Abstract

The primary objective was to predict bleeding after cardiac surgery with machine learning using the data from the ANZSCTS (Australia New Zealand Society of Cardiac and Thoracic Surgeons) Cardiac Surgery Database, cardiopulmonary bypass perfusion database, ICU (intensive care unit) database and laboratory results. We obtained surgical, perfusion, ICU and laboratory data from a single Australian tertiary cardiac surgical hospital from February 2015 to March 2022 and included 2000 patients undergoing cardiac surgery. We trained our models to predict either the Papworth definition or Dyke et al.'s universal definition of perioperative bleeding. Our primary outcome was the performance of our machine learning algorithms using sensitivity, specificity, positive and negative predictive values, accuracy, AUROC (area under receiver operating characteristics curve) and AUPRC (area under precision recall curve).
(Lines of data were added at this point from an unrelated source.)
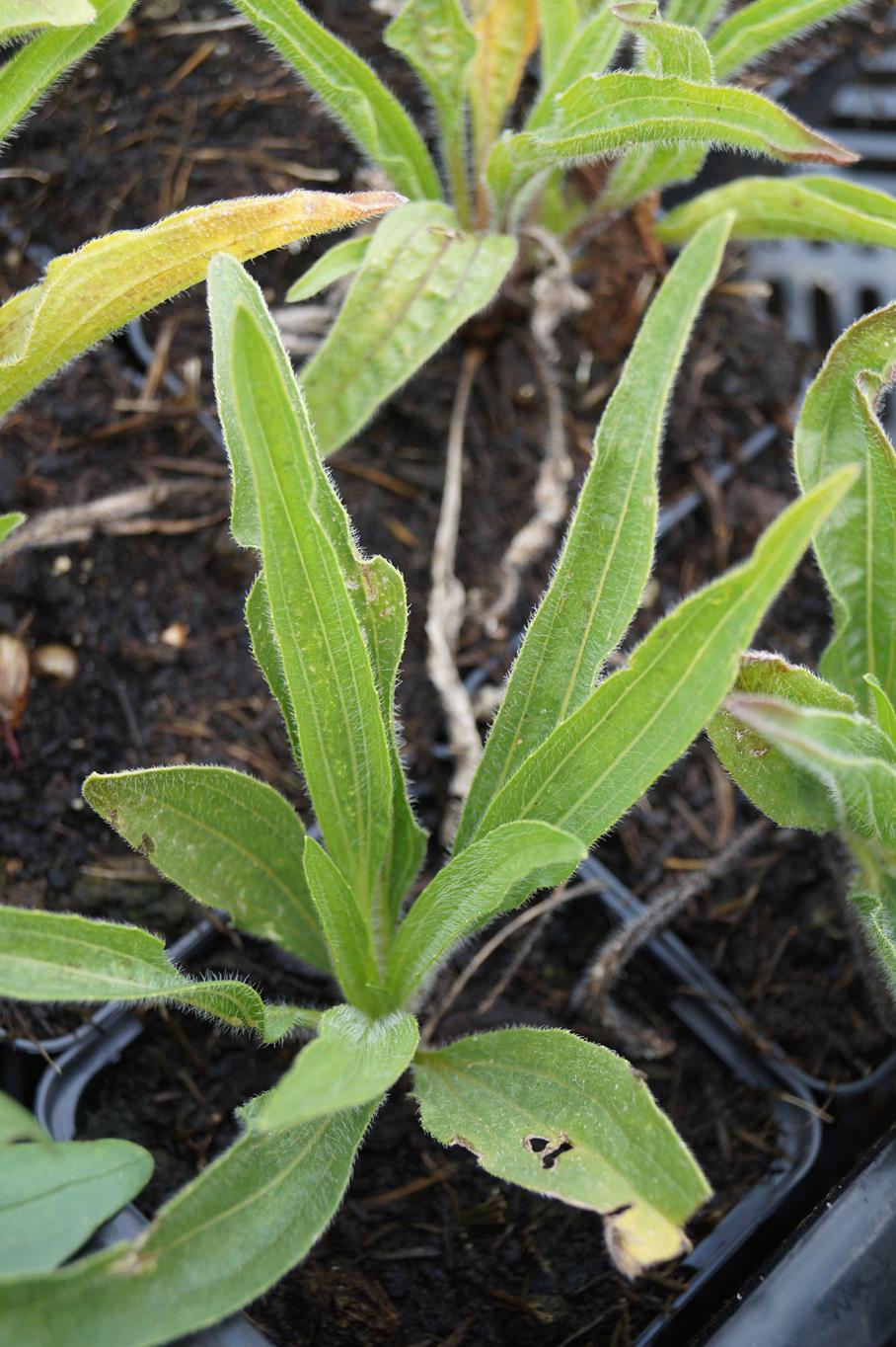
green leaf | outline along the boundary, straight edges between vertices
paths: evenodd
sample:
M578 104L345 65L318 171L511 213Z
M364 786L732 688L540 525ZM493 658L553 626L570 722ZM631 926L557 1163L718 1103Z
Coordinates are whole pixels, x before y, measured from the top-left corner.
M854 481L854 469L844 469L796 500L749 560L658 622L628 665L526 758L476 835L511 819L542 819L588 843L611 828L716 713L763 613Z
M613 13L634 30L643 50L644 66L651 74L714 84L713 58L696 28L661 22L655 4L618 4ZM686 150L652 145L632 151L611 172L600 197L601 210L623 210L669 183L696 178L705 158L702 145Z
M336 280L342 280L343 276L351 276L365 260L369 247L370 234L355 234L354 238L344 238L340 244L334 244L323 257L318 259L313 267L309 267L289 287L287 291L287 303L299 304L313 295L319 295L322 290L327 290L328 286L332 286Z
M502 1029L414 1059L420 1121L443 1145L533 1192L604 1218L627 1277L690 1249L710 1196L647 1086L609 1048L565 1029Z
M369 1020L346 1005L320 1017L319 1033L283 1080L254 1100L257 1127L283 1131L377 1099L405 1071L420 1041L412 1014Z
M161 940L139 927L73 912L0 907L0 995L13 1001L170 1001L276 1043L293 1006L268 1006L248 983L191 981Z
M507 911L509 898L518 907L533 889L565 880L587 853L578 838L546 823L507 823L449 861L398 928L389 960L393 1004L413 997L460 940Z
M0 1150L0 1278L50 1272L130 1202L151 1175L152 1156L130 1141L5 1146Z
M826 238L896 248L896 201L842 178L741 178L704 191L657 225L677 244L725 210L735 211L735 238Z
M0 515L0 543L3 543L13 528L19 524L24 524L24 515L19 511L12 511L9 515Z
M537 0L470 0L476 57L470 70L476 185L538 46ZM482 216L482 206L480 206ZM486 220L478 224L484 226Z
M225 255L209 269L209 306L234 473L234 536L260 546L301 765L327 850L385 939L377 894L391 831L393 766L343 567L344 512L260 291Z
M377 1016L386 1006L379 997L381 978L373 931L340 870L313 838L305 842L305 877L339 986L352 1005Z
M0 1340L155 1347L246 1305L304 1258L348 1184L373 1107L246 1133L149 1230L44 1276L0 1280Z
M542 135L522 132L496 141L488 182L499 202L545 168L638 145L721 144L786 163L856 160L761 94L678 75L585 75L554 100L554 108Z
M896 849L896 745L883 730L864 715L775 698L735 695L725 706L822 783L842 828Z
M663 18L669 23L687 23L692 28L706 32L726 3L728 0L669 0Z
M857 0L753 0L725 19L709 39L716 73L725 79L756 57L792 42L807 28L854 9Z
M292 756L296 766L301 769L301 745L299 744L299 726L296 725L296 709L287 687L287 675L283 669L283 659L277 647L277 638L270 624L270 601L265 586L264 572L258 571L252 589L246 597L246 628L252 641L252 653L258 668L265 676L274 700L280 707L283 723L287 730Z
M865 674L896 695L896 451L876 415L893 377L896 303L860 318L834 343L794 434L803 490L842 463L861 469L818 529L815 552L834 607L834 638L821 672L862 710L870 709Z
M439 123L443 160L461 221L470 220L467 84L476 35L460 0L408 0L383 32L426 86Z
M96 0L91 5L96 18L90 23L39 32L4 62L0 67L0 141L5 140L16 123L22 121L63 71L117 28L132 5L133 0ZM17 5L13 5L8 11L7 22L15 23L16 9Z
M439 199L439 175L413 121L370 66L297 0L231 0L273 43L362 154L412 199Z
M854 711L852 696L780 655L751 651L740 664L735 694L774 696L792 706ZM833 832L839 818L826 785L786 753L748 730L722 706L708 725L713 748L737 785L782 828Z
M873 674L866 674L865 682L872 690L874 719L884 734L896 744L896 707Z
M587 19L576 34L572 46L566 47L562 59L549 79L542 79L541 93L533 104L523 124L525 131L541 131L550 125L556 113L557 96L564 93L583 75L599 75L607 69L623 38L623 28L612 9Z
M301 867L305 830L273 787L225 766L157 766L89 776L83 797L198 902L328 971Z
M96 16L87 0L0 0L0 42L38 28L75 28Z
M265 369L265 383L257 389L258 396L265 403L264 407L260 405L260 414L264 412L265 434L274 435L277 453L288 457L291 473L297 474L295 490L304 501L303 508L313 513L334 550L342 575L342 586L361 626L373 668L386 734L393 810L391 828L387 828L386 832L377 912L374 913L385 929L385 927L391 925L391 919L420 869L425 849L425 832L417 824L408 799L394 717L398 664L408 625L404 581L382 556L365 559L358 551L348 516L320 463L305 403L296 387L292 365L258 287L249 280L241 268L233 264L227 267L226 259L222 259L217 267L218 282L210 291L210 310L218 407L234 480L231 520L234 537L244 547L262 550L250 443L235 400L237 384L227 364L235 349L235 318L242 311L252 315L256 323L258 334L254 339L256 358L261 360ZM254 400L256 391L252 389L250 384L246 385L246 395L250 401ZM272 411L276 411L276 415L269 415ZM330 556L327 550L324 550L324 555ZM339 577L332 571L332 567L331 575L339 591ZM313 605L313 595L305 593L304 602ZM284 648L274 629L270 607L270 578L266 575L264 582L256 582L256 593L249 597L246 620L250 625L256 657L280 702L291 738L297 741L293 744L296 761L301 761L303 766L307 768L304 749L299 742L300 730L304 729L305 738L313 737L316 731L313 726L300 725L300 717L307 719L307 709L316 704L316 698L338 696L339 690L331 688L327 692L326 688L305 688L300 698L293 696L287 676ZM280 621L284 621L283 614ZM315 621L319 621L319 617L315 617ZM291 622L292 620L289 620L289 625ZM322 766L319 753L315 756L315 770L319 770ZM323 766L327 766L326 761L323 761ZM387 824L389 820L382 810L378 812L383 824Z
M42 282L0 306L0 415L109 333L203 280L214 253L257 257L381 216L396 203L393 193L382 191L244 197L194 206L54 257Z
M538 0L542 86L550 81L560 59L574 40L580 19L578 0Z
M498 292L515 240L468 234L440 202L377 229L330 334L301 372L324 457L370 420Z
M657 462L669 397L716 276L729 221L681 255L652 302L595 436L595 453L548 593L533 618L472 780L461 850L522 761L592 691L650 577Z
M12 1141L48 1141L38 1119L24 1105L0 1091L0 1146Z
Of the 2000 patients undergoing cardiac surgery, 13.3% (226/2000) had bleeding using the Papworth definition and 17.2% (343/2000) had moderate to massive bleeding using Dyke et al.'s definition. The best performing model based on AUPRC was the Ensemble Voting Classifier model for both Papworth (AUPRC 0.310, AUROC 0.738) and Dyke definitions of bleeding (AUPRC 0.452, AUROC 0.797). Machine learning can incorporate routinely collected data from various datasets to predict bleeding after cardiac surgery.